Game of Thrones S05E03 recap and review: High Sparrow
Sansa and Arya evolve. Jon Snow makes a big decision. And we all learn the true meaning of friendship. Okay, maybe not. Here is the recap and review for Game of Thrones'S05E03, 'High Sparrow.'
Game of Thrones S05E03 recap: 'High Sparrow'
Welcome back, Dire Wolf Fans, and thank you for tuning back in. This is the recap and review for Game of Thrones S05E03, titled “High Sparrow.” Spoiler alert, obviously.
Season 5 so far:
- Tyrion Lannister and Varys the Spider are on the long and winding road to Team Dragon Mama, acting like the title characters in Rosencranz and Guildenstern are Dead, or maybe Batou and Togusa from Ghost in the Shell: Innocence, trading philosophical bons mots and nihilistic one-liners.
- Cersei Lannister has taking a break from throwing more shade at Margaery Tyrell than a solar eclipse to guilt-trip Jaime Lannister into rescuing their daughter Myrcella from Dorne. (That they didn’t do it on their dad’s corpse is... well, to be honest, disappointing.)
- Brienne of Tarth and the Left Shark Podrick Payne are following Sansa Stark, who’s under the Svengali spell of Petyr “Littlefinger” Baelish. Brienne’ll protect the eldest daughter of Ned Stark whether she likes it or not.
- Daenerys Targaryen is finding out that, when your subjects make snake noises at you, you’re failing at governance. Upside: a quick night-time visit from Drogon the big dragon. Still a crap name for a dragon. Homstor the hamster is still missing. (Also, Daario the Lothario’s backstory is basically Gladiator with a happy ending.)
- Jon Snow has been voted Lord Commander of the Night’s Watch, despite banging a Wildling and putting Mance Rayder out of his misery on the execution pyre. The Crows have a higher opinion of Jon’s competence than did Ygritte. Stannis Baratheon wants Snow to lead the Wildlings in an attack on Winterfell, to reclaim it for Team Sexy Witch Religious Fundamentalism. Snow doesn’t want to do it, even though he’d be able to change his driver’s license to “Jon Stark” if he did.
- Arya Stark made it to Braavos, and was invited into Ninja Junior High by none other than Jaqen H’gar, who’s neither Fake Sidney Poitier or... Jaqen H’gar!

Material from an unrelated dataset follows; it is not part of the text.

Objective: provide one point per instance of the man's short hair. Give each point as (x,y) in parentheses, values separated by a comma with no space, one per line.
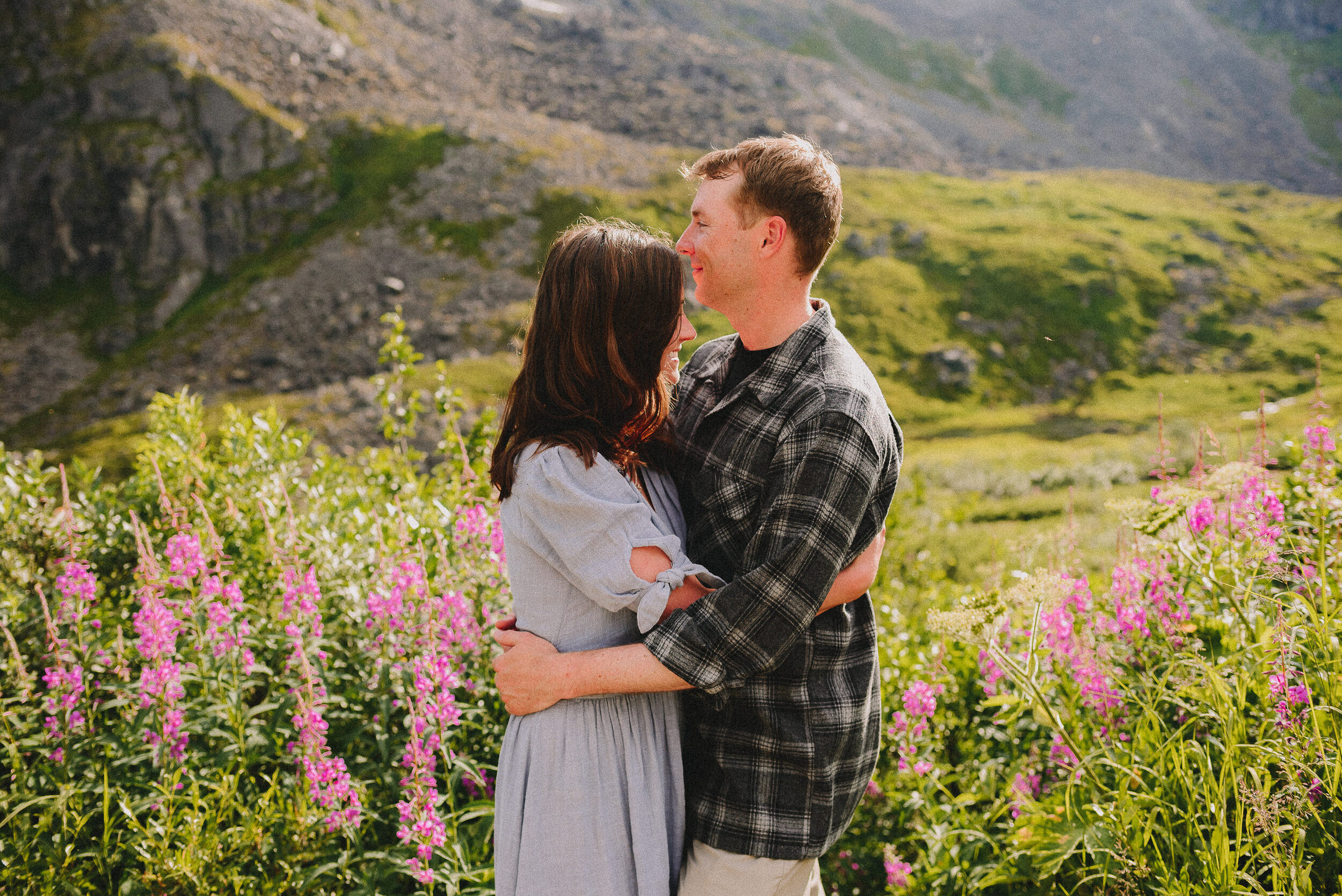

- Bran Stark... we haven’t seen him for two episodes so far. Eight more to go. #StillLoveHodor
Okay? Okay. Let’s get into it.
Changing the Clockwork
The opening credits show the Flayed Man of House Bolton on Winterfell, yet the Harpy still looms over Mereen after Daenerys Targaryen’s photo-op Saddam-Statue toppling. Maybe it’s a work in progress.
Face the face, got to face the face
So far, Ninja Junior High sucks. Arya Stark is sweeping the floor in the dark, surrounded by weeping statues. Meanwhile Jaquen H’gar is giving some other dude a drink from a well. This is bullshit. Arya walks up to Jaqen and demands that he start teaching her some ninja stuff, like, right now: “Teach me how to silently lurk up on people and viciously kick their asses, like on Daredevil.” Jaqen shakes his head, “A man does not get Netflix in Braavos. Licensing issues.” “Still,” insists Arya, “what does sweeping the floor have to do with becoming the next R’as al Ghul?” Jaquen is like, “Has a girl not seen The Karate Kid?” Arya’s all, “No.” Jaquen says, “Obvs. Anyway, you’re just trying to do you. You have to serve the Many-Faced God and become no-one.”
Jaqen and the other ninjas believe that there’s only one god, and that’s the Many-Faced God. So, are the Faceless Men the only monotheists in Westeros? I think so.
Jaquen walks away, leaving Arya alone with the statues and the dead guy. Because the guy who drank the water from that well is now dead.
A few other ninja apprentices (or ninjas, it’s hard to tell) come in and silently scoop the dead guy onto a stretcher and take him away.